El helicóptero más efectivo en el combate de los incendios forestales integró a su flota aérea, entre arrendados y propios, la Corporación Nacional Forestal (CONAF). Con la incorporación del Sikorski S-64 de nombre Athena (Atenea en español), se cuenta actualmente a nivel de la Corporación con 65 mil litros de agua o retardante para lanzamientos, ya que esta aeronave tiene una capacidad de lanzamiento de 10 mil litros.

Así lo destacó en el aeropuerto internacional de Santiago, en el sector del hangar de la empresa Santiago FBO, donde se está instalando el tanque ventral a este helicóptero que estaba en el amazonas de Perú, el director ejecutivo de CONAF, Aarón Cavieres, quien además recordó que actualmente en el país ya operan, a través de las empresas forestales, otros dos helicópteros denominados grandes, como son otro Sikorsky y un Chinook, este último con una capacidad de lanzamiento de 8 mil litros.

“Hemos integrado este helicóptero, que si no es el mejor, es uno de los mejores para combatir los incendios forestales a nivel mundial. Uno de los factores importantes es que junto con poder posicionarse en un lugar, puede dirigir a puntos muy específicos el lanzamiento del agua. Con este helicóptero hemos llegado a las 41 aeronaves como CONAF (25 helicópteros y 16 aviones), justo en el período que hemos anticipado como más crítico de incendios forestales”, destacó Cavieres.

El Sikorsky S-64 fue arrendado a la empresa nacional Medicair por 100 días, con un costo de 3 millones de dólares, y una vez que se le instale el tanque ventral se trasladará a la ciudad de Los Ángeles, en la Región del Biobío, desde donde operará.

Para el gerente comercial de Medicair, Mario Espinosa, uno de los aspectos más sobresalientes de este helicóptero es que “puede captar agua, absorber agua desde fuentes de poca profundidad y muy rápido. Puede cargar y llenar estanque en unos 42 segundos, por lo que su nivel de operación en combate de incendios forestales es muy eficiente”.

Otras características técnicas de esta aeronave son que su tripulación son dos pilotos , más un observador en cabina trasera, tiene una autonomía de vuelo de 2,5 horas y una velocidad crucero de 170 km/h, y es del tipo biturbina. A diferencia de muchas aeronaves cisterna de ala fija (aviones), las puertas del tanque son controladas por un microprocesador y se ajustan a la velocidad para permitir un caudal que coincide con el nivel de cobertura seleccionada por el piloto.
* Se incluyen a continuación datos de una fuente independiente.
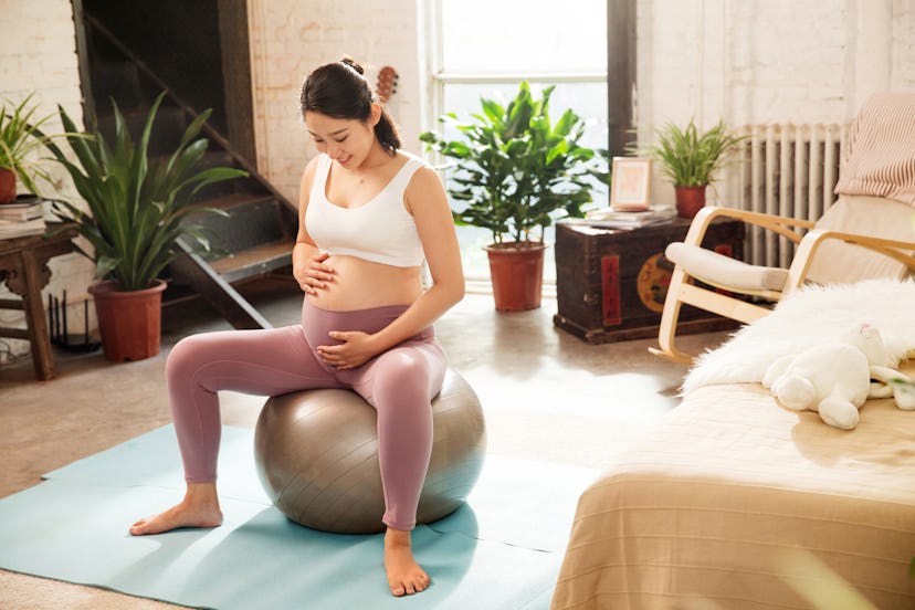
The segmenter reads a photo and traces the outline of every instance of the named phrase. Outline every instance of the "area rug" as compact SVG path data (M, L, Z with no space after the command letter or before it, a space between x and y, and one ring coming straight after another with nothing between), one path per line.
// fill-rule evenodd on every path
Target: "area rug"
M487 455L467 503L413 534L431 587L396 599L382 535L315 532L270 504L253 431L224 428L219 466L222 527L146 537L127 527L182 490L170 425L48 473L0 499L0 568L196 608L546 609L578 497L598 475Z

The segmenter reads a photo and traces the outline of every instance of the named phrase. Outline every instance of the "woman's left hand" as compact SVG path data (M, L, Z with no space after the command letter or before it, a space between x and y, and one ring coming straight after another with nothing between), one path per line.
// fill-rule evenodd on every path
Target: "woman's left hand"
M360 330L332 330L332 339L343 341L340 345L319 345L318 355L334 368L344 370L366 364L375 351L371 336Z

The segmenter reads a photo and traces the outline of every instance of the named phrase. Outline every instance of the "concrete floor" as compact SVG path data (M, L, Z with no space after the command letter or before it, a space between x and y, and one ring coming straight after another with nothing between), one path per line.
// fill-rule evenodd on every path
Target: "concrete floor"
M273 325L296 323L301 294L288 281L266 280L242 292ZM555 313L555 299L532 312L498 313L491 295L470 294L435 328L452 368L480 397L491 453L602 469L676 406L686 367L649 355L652 339L585 344L554 327ZM224 328L229 325L208 307L186 302L165 308L162 350L154 358L112 364L101 351L56 353L57 377L44 382L34 380L30 358L0 369L0 497L39 484L44 472L168 423L168 350L188 334ZM725 333L693 335L681 345L695 353L725 338ZM263 398L233 392L221 398L225 424L253 428ZM0 570L0 608L175 607Z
Nuevos vehículos en Valparaíso

En tanto, en el aeródromo de Rodelillo, la Corporación Nacional Forestal (CONAF) presentó parte de los nuevos recursos que adquirió para el combate de incendios forestales en la región de Valparaíso, que consisten en seis vehículos de ataque inicial para áreas de interfaz urbano-rural, tres puestos de mando móvil, cuatro dron, 181 equipos de radiocomunicaciones y sus accesorios, y 398 mochilas ergonométricas con manta ignífuga y bomba de espalda.

La compra de estos móviles y dispositivos se concretó gracias al aporte del Gobierno Regional de Valparaíso, que otorgó a la institución forestal un presupuesto de $2.149.527 millones para este ítem.
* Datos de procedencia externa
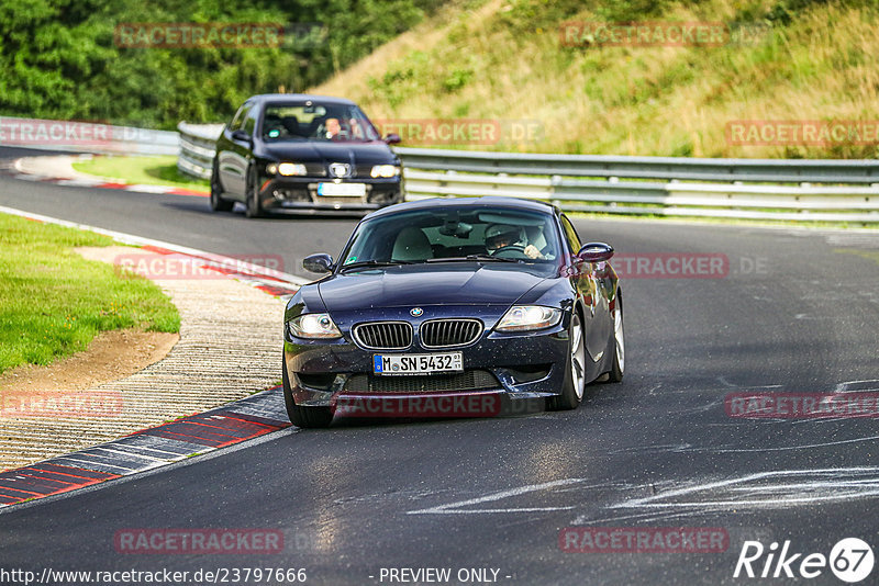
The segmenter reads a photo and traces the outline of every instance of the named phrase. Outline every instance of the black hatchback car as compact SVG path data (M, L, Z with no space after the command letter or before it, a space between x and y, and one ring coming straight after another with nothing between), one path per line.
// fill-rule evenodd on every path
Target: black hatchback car
M402 201L400 159L357 105L342 98L254 95L216 140L211 210L372 211Z

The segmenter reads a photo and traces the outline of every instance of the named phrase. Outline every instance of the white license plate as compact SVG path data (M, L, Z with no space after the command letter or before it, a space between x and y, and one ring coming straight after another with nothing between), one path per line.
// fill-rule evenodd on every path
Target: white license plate
M463 372L464 354L372 354L375 374L433 374L435 372Z
M363 198L366 183L318 183L318 195L329 198Z

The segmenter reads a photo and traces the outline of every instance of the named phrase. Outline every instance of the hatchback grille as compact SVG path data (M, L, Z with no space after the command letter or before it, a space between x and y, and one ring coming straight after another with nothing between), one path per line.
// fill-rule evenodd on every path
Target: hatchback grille
M455 374L375 376L353 374L345 383L347 393L443 393L499 388L498 379L487 370Z
M369 350L403 350L412 346L412 326L405 322L358 324L354 340Z
M478 319L432 319L419 329L424 348L449 348L475 342L482 334Z

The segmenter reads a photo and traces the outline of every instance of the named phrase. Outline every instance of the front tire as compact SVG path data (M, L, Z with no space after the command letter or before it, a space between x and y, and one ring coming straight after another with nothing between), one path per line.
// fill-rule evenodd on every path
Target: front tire
M625 373L625 337L623 336L623 294L616 290L616 304L613 309L613 358L608 382L619 383Z
M568 328L568 364L561 394L553 398L552 408L556 410L576 409L583 401L586 388L586 336L580 313L574 309Z
M216 170L216 161L214 161L211 171L211 211L231 212L233 205L235 202L223 199L223 185L220 183L220 173Z
M254 172L254 168L251 167L247 169L247 180L244 184L244 202L247 206L245 215L247 217L263 216L263 205L259 203L259 194L257 193L259 188L256 183L256 173Z
M330 427L333 421L333 412L330 407L300 407L293 401L293 391L290 388L290 375L287 374L287 361L281 363L281 379L283 380L283 404L290 422L302 428Z

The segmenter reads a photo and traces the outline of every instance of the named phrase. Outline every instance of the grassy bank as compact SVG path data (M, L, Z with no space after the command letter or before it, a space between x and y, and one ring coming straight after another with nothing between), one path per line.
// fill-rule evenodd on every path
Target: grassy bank
M192 179L177 169L177 157L94 157L89 160L74 162L74 169L81 173L107 177L145 185L169 185L208 191L207 180Z
M98 234L0 214L0 372L85 350L99 331L178 331L180 316L151 281L89 261Z
M568 21L741 23L748 34L720 46L611 46L582 36L572 44L560 35ZM501 133L499 142L452 148L872 158L875 142L737 146L726 128L735 121L876 121L877 23L879 4L870 0L453 2L312 91L416 126L425 119L520 129L537 122L532 136Z

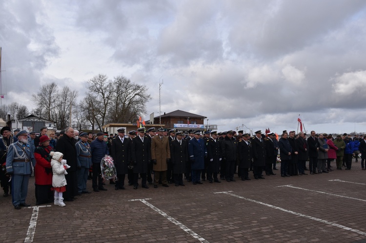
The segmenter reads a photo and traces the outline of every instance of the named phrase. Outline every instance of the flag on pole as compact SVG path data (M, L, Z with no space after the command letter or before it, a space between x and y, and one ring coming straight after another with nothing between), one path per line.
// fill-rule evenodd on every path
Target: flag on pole
M300 124L300 131L303 131L303 123L301 122L301 119L300 118L297 118L297 121Z

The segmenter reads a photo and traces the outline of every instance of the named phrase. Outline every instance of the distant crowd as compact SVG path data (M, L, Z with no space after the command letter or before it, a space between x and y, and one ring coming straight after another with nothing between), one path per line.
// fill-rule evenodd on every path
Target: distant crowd
M15 209L29 206L25 202L29 178L34 175L36 205L54 203L63 206L65 201L92 193L86 189L92 180L95 192L106 191L107 180L101 163L109 155L113 159L115 174L109 183L116 190L124 190L125 175L134 189L141 187L157 188L235 182L234 174L242 180L264 179L280 170L283 177L350 170L352 157L365 169L366 135L353 139L347 134L316 134L285 131L279 139L274 133L254 136L243 131L202 132L175 129L167 131L140 128L118 133L85 132L68 128L56 133L42 128L39 136L34 131L4 127L0 131L1 186L3 196L12 195ZM308 160L308 168L306 161ZM281 162L281 168L277 168Z

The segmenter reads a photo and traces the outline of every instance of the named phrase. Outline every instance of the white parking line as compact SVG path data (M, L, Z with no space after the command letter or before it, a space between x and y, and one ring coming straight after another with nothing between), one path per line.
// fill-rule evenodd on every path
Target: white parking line
M324 224L330 224L332 226L335 226L336 227L338 227L339 228L342 228L343 229L345 229L346 230L349 230L352 232L354 232L355 233L357 233L357 234L360 234L360 235L366 236L366 232L365 232L364 231L361 231L361 230L359 230L358 229L353 229L352 228L350 228L349 227L347 227L346 226L342 225L341 224L336 224L335 223L331 222L330 221L327 221L326 220L322 220L321 219L318 219L318 218L315 218L314 217L310 216L308 215L306 215L305 214L303 214L302 213L297 213L296 212L294 212L293 211L291 211L289 210L285 209L285 208L282 208L282 207L279 207L276 206L274 206L273 205L271 205L270 204L266 204L264 203L262 203L262 202L259 202L258 201L253 200L253 199L250 199L249 198L246 198L244 197L242 197L241 196L239 196L238 195L235 195L234 194L230 193L230 192L232 191L222 191L220 192L214 192L214 193L223 193L227 195L229 195L230 196L232 196L233 197L237 197L238 198L240 198L241 199L244 199L244 200L247 200L249 202L252 202L253 203L255 203L256 204L260 204L261 205L264 205L264 206L267 206L269 207L271 207L272 208L275 208L276 209L280 210L281 211L283 211L284 212L286 212L286 213L291 213L292 214L294 214L295 215L304 217L304 218L306 218L307 219L309 219L312 220L315 220L316 221L318 221L319 222L324 223Z
M330 182L346 182L347 183L352 183L352 184L366 185L365 183L359 183L358 182L347 182L347 181L341 181L341 180L340 180L339 179L336 179L335 180L329 180L328 181L330 181Z
M156 207L154 205L152 205L150 203L148 203L146 201L146 200L150 199L150 198L145 198L144 199L132 199L129 201L139 201L141 202L142 203L143 203L145 205L147 205L150 208L154 209L155 211L158 212L160 215L166 218L169 221L173 223L174 224L179 226L182 229L185 231L186 232L188 233L190 235L191 235L191 236L193 237L194 239L197 239L199 241L200 241L200 242L204 243L209 243L209 242L205 240L203 237L201 237L198 234L195 233L193 230L189 229L187 227L186 227L185 225L180 223L178 220L176 220L174 218L172 218L170 217L170 216L168 215L166 213L164 213L161 210L159 209L157 207Z
M310 190L309 189L305 189L305 188L301 188L301 187L293 187L291 185L285 185L284 186L279 186L277 187L291 187L291 188L295 188L296 189L300 189L301 190L304 190L305 191L312 191L313 192L317 192L318 193L322 193L326 195L330 195L331 196L334 196L335 197L343 197L345 198L348 198L348 199L352 199L354 200L357 200L357 201L361 201L362 202L366 202L366 200L364 199L360 199L360 198L356 198L354 197L347 197L346 196L342 196L342 195L338 195L338 194L335 194L333 193L329 193L329 192L325 192L325 191L316 191L315 190Z
M36 231L36 225L37 224L37 219L38 218L38 210L40 207L44 207L46 206L51 206L51 205L45 205L44 206L36 206L33 207L28 207L28 208L33 208L33 212L32 213L32 218L29 221L29 227L28 227L28 232L27 232L27 236L24 240L24 243L33 242L33 236L34 236L34 232Z

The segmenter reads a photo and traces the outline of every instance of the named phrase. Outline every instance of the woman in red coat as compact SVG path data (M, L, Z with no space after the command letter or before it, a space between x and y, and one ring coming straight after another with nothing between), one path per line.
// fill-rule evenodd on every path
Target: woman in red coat
M40 138L40 144L34 150L36 166L34 175L36 179L36 204L47 204L53 202L52 188L52 167L50 152L53 151L50 146L50 139L46 135Z
M332 171L333 170L330 168L330 162L332 160L334 160L337 158L337 151L338 150L338 148L334 145L334 143L333 142L332 140L333 137L331 134L329 134L326 137L326 144L328 145L329 150L328 150L328 159L327 160L327 170L328 171Z

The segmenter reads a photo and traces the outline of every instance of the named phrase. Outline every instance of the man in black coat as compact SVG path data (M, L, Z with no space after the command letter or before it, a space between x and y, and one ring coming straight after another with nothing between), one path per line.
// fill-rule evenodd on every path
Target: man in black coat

Al respecto, el intendente Gabriel Aldoney manifestó que con los nuevos recursos buscan agilizar el combate de las emergencias forestales, “porque nos parece que debemos ir sostenidamente reduciendo los tiempos de reacción cuando se enfrenta un problema de esta naturaleza, incorporando una serie de tecnologías más modernas, que permitan hacer análisis más exactos de la situación que se puede generar a través de simulaciones, de tal manera de poder distribuir los equipos y también el personal de manera mucho más eficiente”.
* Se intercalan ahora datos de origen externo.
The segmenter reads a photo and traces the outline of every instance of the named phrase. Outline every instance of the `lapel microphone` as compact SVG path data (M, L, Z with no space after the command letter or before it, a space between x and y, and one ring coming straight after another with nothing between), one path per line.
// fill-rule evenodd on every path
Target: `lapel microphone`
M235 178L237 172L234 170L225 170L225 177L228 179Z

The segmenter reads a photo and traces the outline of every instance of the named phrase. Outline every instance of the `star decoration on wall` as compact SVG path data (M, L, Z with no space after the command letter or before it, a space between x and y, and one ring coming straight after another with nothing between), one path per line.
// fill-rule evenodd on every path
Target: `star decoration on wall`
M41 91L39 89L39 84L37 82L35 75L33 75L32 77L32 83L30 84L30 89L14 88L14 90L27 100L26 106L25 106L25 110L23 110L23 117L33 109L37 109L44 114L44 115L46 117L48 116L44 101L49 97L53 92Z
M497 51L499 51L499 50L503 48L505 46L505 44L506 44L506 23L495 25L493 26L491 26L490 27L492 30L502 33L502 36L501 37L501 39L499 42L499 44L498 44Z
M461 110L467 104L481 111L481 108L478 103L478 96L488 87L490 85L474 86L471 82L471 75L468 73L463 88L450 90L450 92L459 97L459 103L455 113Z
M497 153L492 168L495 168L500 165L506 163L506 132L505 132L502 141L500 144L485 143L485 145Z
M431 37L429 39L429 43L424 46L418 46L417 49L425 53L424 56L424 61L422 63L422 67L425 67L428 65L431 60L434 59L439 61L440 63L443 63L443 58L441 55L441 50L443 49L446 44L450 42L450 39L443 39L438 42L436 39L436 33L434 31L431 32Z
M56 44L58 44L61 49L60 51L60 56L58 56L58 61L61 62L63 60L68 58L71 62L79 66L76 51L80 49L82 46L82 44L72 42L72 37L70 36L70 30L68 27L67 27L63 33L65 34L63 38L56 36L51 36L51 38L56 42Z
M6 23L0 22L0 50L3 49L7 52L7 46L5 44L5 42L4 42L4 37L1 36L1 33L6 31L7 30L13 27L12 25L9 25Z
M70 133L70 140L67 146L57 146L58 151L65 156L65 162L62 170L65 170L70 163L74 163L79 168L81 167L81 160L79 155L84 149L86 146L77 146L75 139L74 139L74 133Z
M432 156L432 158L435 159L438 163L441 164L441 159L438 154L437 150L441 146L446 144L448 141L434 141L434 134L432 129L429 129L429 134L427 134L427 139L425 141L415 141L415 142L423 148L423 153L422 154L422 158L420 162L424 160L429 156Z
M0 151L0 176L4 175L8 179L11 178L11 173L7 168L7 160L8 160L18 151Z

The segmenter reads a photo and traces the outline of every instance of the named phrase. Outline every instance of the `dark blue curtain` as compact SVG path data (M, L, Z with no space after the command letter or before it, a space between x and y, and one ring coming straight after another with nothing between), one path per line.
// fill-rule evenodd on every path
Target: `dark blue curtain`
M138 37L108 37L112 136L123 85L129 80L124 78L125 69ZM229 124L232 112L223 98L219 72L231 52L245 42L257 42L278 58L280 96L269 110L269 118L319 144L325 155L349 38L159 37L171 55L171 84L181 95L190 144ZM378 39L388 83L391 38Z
Además, sostuvo que el equipamiento aumenta la seguridad de los brigadistas, puesto que recibieron “implementos personales que les van a permitir reaccionar frente a situaciones de mayor riesgo, y también mantener comunicación permanente con los centros de mando”.

Para el director ejecutivo de CONAF, Aarón Cavieres, a través de esta iniciativa, “fortalecemos el ataque terrestre inteligentemente, porque más del 50 % del tiempo de combate durante el verano pasado estuvo dedicado a proteger viviendas, localidades, ciudades, y para eso, evidentemente, necesitamos ajustar nuestro método”.